Some left economists have started to critique MMT, I have written a recent blog article but like the rabbit hole to Wonderland, there’s always more. Here are my notes.

Here are some links,

  1. Against modern monetary theory  … by James Meadway, not all currencies are equal and thus not all currencies are sovereign and he defends Labour’s Fiscal Credibility Rule. The UK’s over engagement in the world’s capital/currency markets makes the UK overly reliant on political support from the US because of our dollar liabilities.
  2. I found this article above via, There are ways to end neoliberalism globally that are not progressive and this will increasingly be the terrain the left is fighting on  which makes similar points on economic policy but also attacks MMT as not being of the left, and ignoring economic power, productivity and inequality.
  3. Brexit: the Slippery Slope of Left Sovereigntism, from Modern Monetary Theory to Spiked. at tendance coatsey explores the political inertia that MMT’s exponents may be riding; much of this article is based on the interview (See 2) with James Meadway, once John McDonnell’s economics adviser.  For Coatsey’s regular readers, you will be unsurprised at his pugnacious attacks on Faizi’s endorsement of the Full Brexit and Spiked.
  4. Modern Monetary Theory isn’t helping … at the Jacobin
  5. Functional Finance and Full Employment: Lessons from Lerner for Today?, a relatively recent paper 1999 on “Functional Finance“. Functional Finance is ascribed (on wikipedia) to Abba P Lerner on whose page there is a partial bibliography, there’s also Functional Finance: Old and New at the Levy Institute, no relation.

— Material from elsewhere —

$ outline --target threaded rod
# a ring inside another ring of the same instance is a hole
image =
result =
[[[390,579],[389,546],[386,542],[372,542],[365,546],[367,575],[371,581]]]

This is important as it first posed the proposition that fiscal policy should have a real world outcome, not reflect an accountant’s desire to balance the books.

The two main sources proposing MMT, I have found are,

  1. Bill Mitchell’s blog
  2. And in Reclaiming the State, at least part two.

I have another article in this wiki Modern Monetary Theory which annotates earlier theorists contributing to the theory.